Uygur bölgesine para kazanmak için gelen Çinli bir göçmenin şu çarpıcı ifadesi dikkati çekiyor : “Çin yönetimi bize Xinjiang’da iş bulmak ve para kazanmak çok kolay. Uygur bölgesinde her şey çok ucuz .Bu avantajlardan bir an önce yararlanabilmek için Sincan’a gelin ve zengin olun.” teşviki ile bölgeye yerleşmek amacı ile geldik. Ancak, bölgedeki Karantina tedbirleri nedeniyle uygulanan sert tecrit önlemlerinden dolayı para kazanmak yerine mağdur olduk.” sözleri ile bölgedeki acımasız ÇKP uygulamalarına dikkati çekti.
Hukukçu Prof.Dr.Teng : ÇKP, Salgını Uygurlara Zulüm ve Kontrol Amacı İle Kullanıyor
Chicago Üniversitesi’nde misafir Öğretim üyesi ve Hukukçu ve siyasi analist ve insan hakları avukatı Prof.Dr.Teng Biao ” Çin yönetiminin şu anda Uygur bölgesi ve Çin genelinde devam eden “enfeksiyonu sıfıra indirmeye yönelik önlemleri” aslında Uygurlar başta tüm Çin vatandaşlarını vatandaşları kontrol eden siyasi bir kuşatma için kullanmaktadır.” açıklamasında bulundu.
Prof.Teng sözlerini şöyle sürdürdü : ” ÇKP Lideri Xi Jinping ve Çin Komünist Partisi’nin uyguladığı ” sıfır enfeksiyon önlemleri” şimdiden anti-salgın karakterini kaybetmiştir. Çin aslında salgını önlemek yerine toplum üzerindeki kontrolü güçlendirmek için salgın bir fırsat olarak kullanmayı amaçlıyor.
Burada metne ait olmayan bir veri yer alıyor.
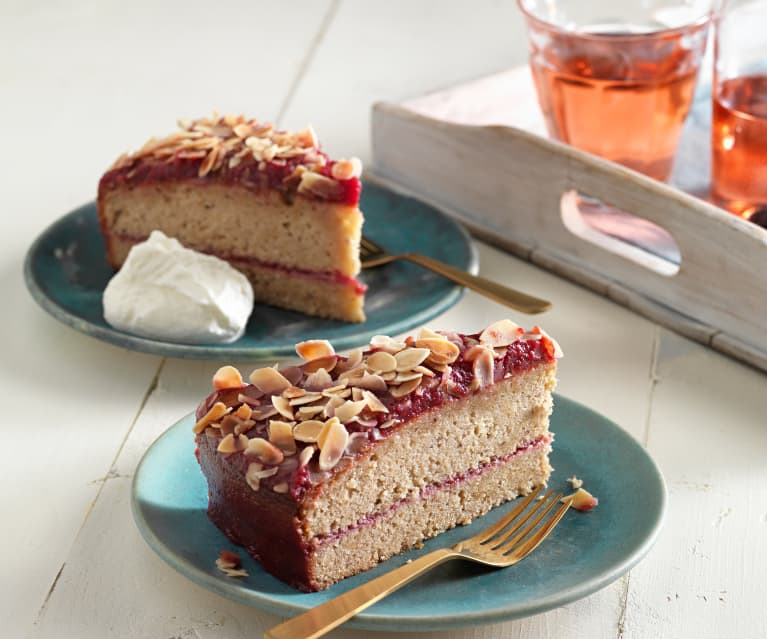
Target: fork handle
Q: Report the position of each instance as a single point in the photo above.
(317, 621)
(495, 291)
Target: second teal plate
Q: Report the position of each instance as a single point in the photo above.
(66, 271)
(583, 554)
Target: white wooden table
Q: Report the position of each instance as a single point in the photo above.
(82, 81)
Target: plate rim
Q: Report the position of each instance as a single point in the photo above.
(419, 622)
(231, 351)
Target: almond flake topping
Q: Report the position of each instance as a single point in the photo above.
(308, 431)
(281, 435)
(483, 369)
(227, 377)
(231, 444)
(283, 407)
(264, 451)
(410, 358)
(269, 381)
(501, 333)
(382, 362)
(314, 349)
(216, 412)
(256, 472)
(347, 410)
(333, 445)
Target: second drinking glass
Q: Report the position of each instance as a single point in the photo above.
(617, 81)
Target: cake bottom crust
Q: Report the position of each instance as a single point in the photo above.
(412, 522)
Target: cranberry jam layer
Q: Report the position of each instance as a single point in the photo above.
(321, 470)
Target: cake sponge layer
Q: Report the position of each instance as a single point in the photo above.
(233, 221)
(408, 524)
(433, 446)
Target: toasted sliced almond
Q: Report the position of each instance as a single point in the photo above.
(281, 435)
(293, 392)
(305, 456)
(269, 381)
(308, 431)
(307, 398)
(347, 410)
(427, 333)
(501, 333)
(406, 388)
(264, 451)
(314, 349)
(264, 412)
(283, 407)
(330, 423)
(406, 377)
(471, 353)
(328, 363)
(318, 380)
(216, 412)
(227, 377)
(381, 362)
(483, 369)
(307, 412)
(233, 444)
(256, 472)
(373, 403)
(370, 382)
(244, 412)
(410, 358)
(352, 360)
(347, 169)
(386, 343)
(333, 445)
(330, 407)
(441, 347)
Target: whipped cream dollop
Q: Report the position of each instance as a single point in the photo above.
(165, 291)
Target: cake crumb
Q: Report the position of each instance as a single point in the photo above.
(230, 564)
(582, 500)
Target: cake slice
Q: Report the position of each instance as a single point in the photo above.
(325, 469)
(269, 202)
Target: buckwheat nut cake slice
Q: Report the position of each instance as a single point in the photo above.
(324, 469)
(270, 202)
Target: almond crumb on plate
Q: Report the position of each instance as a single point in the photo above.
(582, 500)
(230, 564)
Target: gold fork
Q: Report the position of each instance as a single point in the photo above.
(373, 254)
(502, 544)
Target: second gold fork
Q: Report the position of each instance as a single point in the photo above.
(373, 255)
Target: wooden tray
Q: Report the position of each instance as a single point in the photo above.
(479, 151)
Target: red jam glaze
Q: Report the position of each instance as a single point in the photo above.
(275, 174)
(520, 356)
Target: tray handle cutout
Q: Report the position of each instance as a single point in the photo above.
(624, 234)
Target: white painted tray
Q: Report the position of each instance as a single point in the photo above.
(479, 151)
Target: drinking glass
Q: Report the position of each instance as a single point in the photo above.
(739, 128)
(617, 78)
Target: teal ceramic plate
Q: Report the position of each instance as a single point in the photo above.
(585, 552)
(66, 271)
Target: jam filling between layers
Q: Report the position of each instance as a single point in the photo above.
(332, 277)
(260, 452)
(371, 519)
(238, 151)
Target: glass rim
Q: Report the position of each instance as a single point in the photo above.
(704, 19)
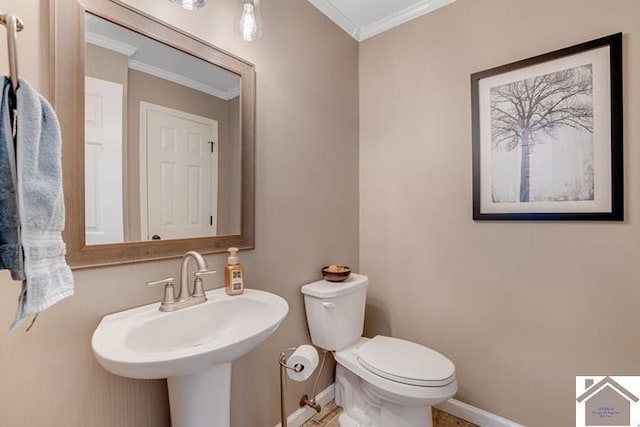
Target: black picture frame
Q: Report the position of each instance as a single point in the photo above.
(547, 136)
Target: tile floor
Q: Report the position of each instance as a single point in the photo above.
(328, 417)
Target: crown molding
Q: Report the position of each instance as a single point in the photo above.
(336, 15)
(181, 80)
(363, 32)
(401, 17)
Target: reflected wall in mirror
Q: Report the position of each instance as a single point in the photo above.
(158, 137)
(162, 140)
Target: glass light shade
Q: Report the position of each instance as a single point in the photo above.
(190, 4)
(249, 23)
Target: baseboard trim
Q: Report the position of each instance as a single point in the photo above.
(454, 407)
(475, 415)
(302, 415)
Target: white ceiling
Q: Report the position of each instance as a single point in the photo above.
(362, 19)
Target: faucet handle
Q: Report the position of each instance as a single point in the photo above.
(169, 293)
(204, 272)
(198, 288)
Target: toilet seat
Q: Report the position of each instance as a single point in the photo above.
(405, 362)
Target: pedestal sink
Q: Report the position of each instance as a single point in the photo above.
(193, 348)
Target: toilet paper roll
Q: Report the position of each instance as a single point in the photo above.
(307, 358)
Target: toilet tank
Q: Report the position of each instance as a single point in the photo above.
(335, 311)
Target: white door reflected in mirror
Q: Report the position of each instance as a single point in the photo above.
(179, 185)
(103, 161)
(170, 166)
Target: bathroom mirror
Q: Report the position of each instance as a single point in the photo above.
(158, 137)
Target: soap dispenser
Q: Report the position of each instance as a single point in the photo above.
(233, 274)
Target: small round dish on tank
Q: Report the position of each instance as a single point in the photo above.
(336, 273)
(382, 381)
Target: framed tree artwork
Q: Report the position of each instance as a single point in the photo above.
(547, 136)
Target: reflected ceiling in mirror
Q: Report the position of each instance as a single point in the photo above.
(162, 140)
(158, 137)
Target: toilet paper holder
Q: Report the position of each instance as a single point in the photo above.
(305, 400)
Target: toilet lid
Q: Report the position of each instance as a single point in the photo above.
(405, 362)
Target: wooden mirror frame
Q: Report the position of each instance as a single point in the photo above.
(67, 96)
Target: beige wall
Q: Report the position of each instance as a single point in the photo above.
(306, 216)
(520, 307)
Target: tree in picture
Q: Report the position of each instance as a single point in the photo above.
(542, 137)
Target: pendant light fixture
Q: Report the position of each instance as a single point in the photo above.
(190, 4)
(249, 24)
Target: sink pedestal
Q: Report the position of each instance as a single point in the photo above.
(201, 399)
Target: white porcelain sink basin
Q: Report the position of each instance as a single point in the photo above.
(144, 342)
(193, 348)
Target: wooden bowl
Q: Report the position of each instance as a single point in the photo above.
(336, 273)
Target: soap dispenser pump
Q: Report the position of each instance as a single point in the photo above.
(233, 274)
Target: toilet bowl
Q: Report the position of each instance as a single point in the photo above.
(382, 381)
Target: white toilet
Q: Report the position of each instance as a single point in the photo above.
(380, 382)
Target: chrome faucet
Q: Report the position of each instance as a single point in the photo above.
(185, 298)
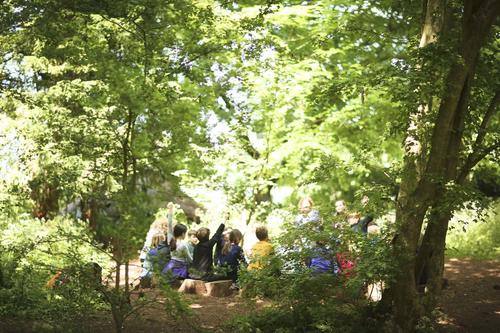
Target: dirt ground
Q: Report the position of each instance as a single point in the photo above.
(470, 303)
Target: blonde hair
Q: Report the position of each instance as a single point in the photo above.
(235, 238)
(157, 239)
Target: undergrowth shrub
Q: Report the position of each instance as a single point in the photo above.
(303, 301)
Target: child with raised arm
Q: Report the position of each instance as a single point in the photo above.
(158, 256)
(262, 249)
(181, 257)
(203, 252)
(232, 255)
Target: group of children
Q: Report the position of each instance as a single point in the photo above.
(220, 257)
(177, 258)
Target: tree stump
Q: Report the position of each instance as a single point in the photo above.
(218, 288)
(193, 287)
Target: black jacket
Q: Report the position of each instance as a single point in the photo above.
(203, 254)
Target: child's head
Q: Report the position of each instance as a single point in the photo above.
(225, 234)
(373, 229)
(203, 234)
(235, 236)
(353, 218)
(261, 233)
(180, 231)
(157, 239)
(192, 237)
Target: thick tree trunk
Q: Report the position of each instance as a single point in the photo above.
(445, 146)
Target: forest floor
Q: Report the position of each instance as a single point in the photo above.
(470, 303)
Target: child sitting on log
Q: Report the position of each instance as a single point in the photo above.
(203, 252)
(262, 249)
(181, 257)
(158, 257)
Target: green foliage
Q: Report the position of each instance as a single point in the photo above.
(306, 302)
(32, 252)
(478, 239)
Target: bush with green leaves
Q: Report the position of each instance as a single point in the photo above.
(32, 251)
(302, 301)
(473, 237)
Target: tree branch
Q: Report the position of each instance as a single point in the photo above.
(477, 153)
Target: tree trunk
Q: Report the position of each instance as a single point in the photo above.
(445, 146)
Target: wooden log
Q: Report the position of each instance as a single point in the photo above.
(189, 286)
(219, 288)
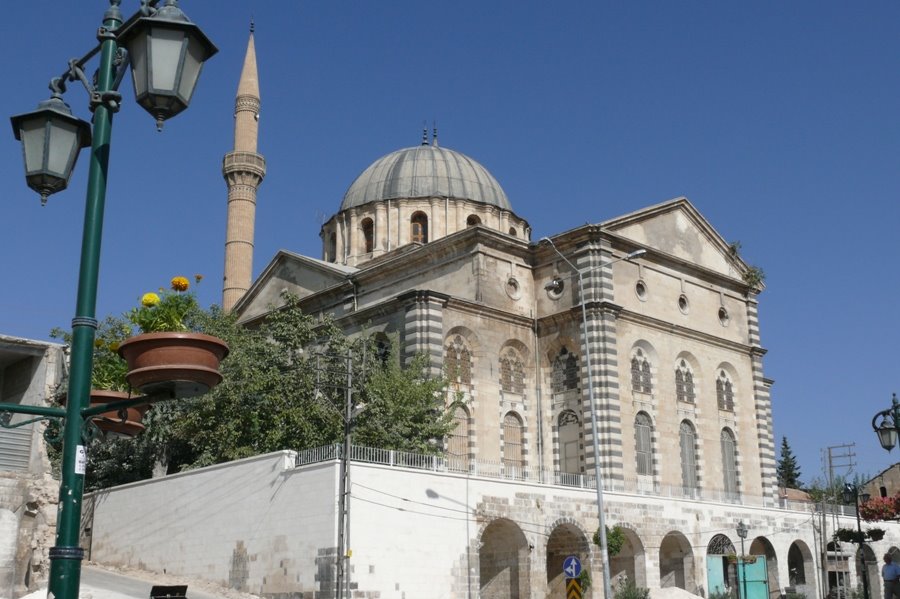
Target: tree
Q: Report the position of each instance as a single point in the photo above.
(283, 387)
(788, 470)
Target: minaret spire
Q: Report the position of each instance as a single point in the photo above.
(243, 169)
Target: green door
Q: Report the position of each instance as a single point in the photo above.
(754, 583)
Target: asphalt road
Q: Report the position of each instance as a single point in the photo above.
(118, 585)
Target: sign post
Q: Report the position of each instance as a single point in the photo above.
(572, 569)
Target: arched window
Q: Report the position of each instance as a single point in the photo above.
(724, 392)
(332, 248)
(458, 443)
(640, 373)
(569, 444)
(684, 383)
(643, 443)
(729, 461)
(512, 372)
(688, 442)
(368, 229)
(418, 228)
(565, 372)
(458, 361)
(513, 460)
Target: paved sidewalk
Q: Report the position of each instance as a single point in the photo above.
(99, 583)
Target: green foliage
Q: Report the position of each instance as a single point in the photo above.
(788, 470)
(754, 277)
(628, 590)
(167, 311)
(615, 539)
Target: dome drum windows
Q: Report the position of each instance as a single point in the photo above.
(418, 228)
(368, 234)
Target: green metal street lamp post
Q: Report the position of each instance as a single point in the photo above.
(51, 138)
(889, 424)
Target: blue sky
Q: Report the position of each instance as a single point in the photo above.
(778, 120)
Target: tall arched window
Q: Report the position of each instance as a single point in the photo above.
(565, 371)
(688, 441)
(418, 228)
(643, 443)
(512, 372)
(729, 461)
(640, 373)
(684, 383)
(368, 229)
(513, 460)
(458, 361)
(724, 392)
(458, 443)
(569, 443)
(332, 248)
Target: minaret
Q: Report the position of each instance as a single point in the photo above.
(244, 170)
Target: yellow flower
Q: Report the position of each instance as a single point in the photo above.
(149, 300)
(180, 283)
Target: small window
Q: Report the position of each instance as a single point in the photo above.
(640, 288)
(724, 318)
(418, 228)
(368, 229)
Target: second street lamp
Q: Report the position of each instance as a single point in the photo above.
(51, 138)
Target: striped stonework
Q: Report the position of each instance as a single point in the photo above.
(762, 403)
(423, 327)
(602, 345)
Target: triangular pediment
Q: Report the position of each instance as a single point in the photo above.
(678, 229)
(292, 273)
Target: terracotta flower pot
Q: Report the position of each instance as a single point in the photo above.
(177, 364)
(111, 422)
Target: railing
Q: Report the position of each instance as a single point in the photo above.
(533, 474)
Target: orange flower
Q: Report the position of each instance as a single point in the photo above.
(180, 283)
(149, 299)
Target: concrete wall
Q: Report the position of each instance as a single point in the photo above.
(264, 526)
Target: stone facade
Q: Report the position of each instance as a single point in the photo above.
(30, 372)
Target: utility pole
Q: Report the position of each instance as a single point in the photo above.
(838, 461)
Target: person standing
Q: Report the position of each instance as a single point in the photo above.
(890, 574)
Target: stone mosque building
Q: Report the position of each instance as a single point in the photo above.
(426, 250)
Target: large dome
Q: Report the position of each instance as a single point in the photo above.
(425, 171)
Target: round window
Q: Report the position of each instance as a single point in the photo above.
(555, 288)
(513, 289)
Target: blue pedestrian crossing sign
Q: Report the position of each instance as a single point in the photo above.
(572, 566)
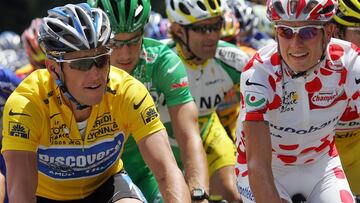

ÇKP’nin uyguladığı kuşatma tedbirleri aslında Çin yönetiminin yıllardır Doğu Türkistan’da yaygın bir şekilde uyguladığı bir gerçek. ÇKP aslında Uygur topraklarında Uygurları daha sıkı şekilde bastırmak için salgını bu amacını gerçekleştirmek için kullanıyor. ÇKP.bu amaçlarına bir yenisini daha ekledi bu da Salgın Karantinası Yani böyle bir fırsatı Uygurlara yönelik baskıyı yoğunlaştırmak için kullanmaktır. Önceleri uyguladıkları “toplama kampları”‘ne hapsetmek yerine Uygurları tüm aile üyeleri ile birlikte yok etmek(soykırım) için mevcut “enfeksiyon önleme tedbirleri”nı de eklemiştir. Salgın kuşatma hakkında Çinliler tarafından dolaşan videoları inceledim. Ancak, Çinlilere yönelik baskı ve zulmün şiddeti Uygurlara yapılanların yanında çok masum kaldığını gözlemledim. Etnik Çinliler de ÇKP zulümlerinden şikayetçi. Ama bunların hiç biri Uygurlara yapılan zulümle kıyaslanamaz. Ancak gaddarca yürütülen “yükü sıfıra indirme” politikasından kimsenin de kaçmadığı söylenebilir. Bu politika artık herkesi mağdur etmiştir. ” sözleri ile değerlendirdi.
Dr.Mehmet Emin : Çin, Salgın Bahanesi ile Uygurlara yönelik Soykırım politikasını sürdürmek istiyor
ABD’de yaşayan, New York’taki Columbia Üniversitesi’nde tıp araştırmacısı olan Doğu Türkistanlı bilim insanı ve insan hakları aktivisti Dr.Mehmet Emin Çin’in Karantına Kuşatmasını bilimsel ve tıbbı açıdan şu sözlerle değerlendirdi : ” Uygur aktivistlerinden “Korona virüs salgını”nın üzerinden 3 yılı aşkın bir süre geçtmiştir. Batılı demokratik ülkeler aldıkları önleyici tedbirler ve etkili aşılarla vatandaşlarını salgından korumuştur. Salgın genel olarak küresel düzeyde kontrol altına alınmıştır. Ancak Çin’de “enfeksiyonu sıfıra indirme” iddiası ile bu kuşatma tedbirlerinin devam etmesinin esas nedeni, Çin’in kuşatma politikasının etkinliğini uluslararası topluma kanıtlamanın yanında kendi Vatandaşlarını işgalindeki Doğu Türkistan’da yaşayan Uygurlar başta diğer Müslüman Türk halklarını daha sıkı kontrol ve baskı altında tutabilmek için kullandığı açıktır. BM.başta batılı ülkeler ve uluslararası kuruluşlar Çin hükümetinin işgalindeki Doğu Türkistan’da uyguladığı insan hakları ihlallerinin “insanlığa karşı suç” ve “soykırım uygulaması” olarak tanımlamıştır. Çin Çinvirüsü salgınını önlediği iddia ederek aslında Uygurlara yönelik baskı ve katliam politikasını sürdürmeyi amaçlamaktadır.” şeklinde değerlendi.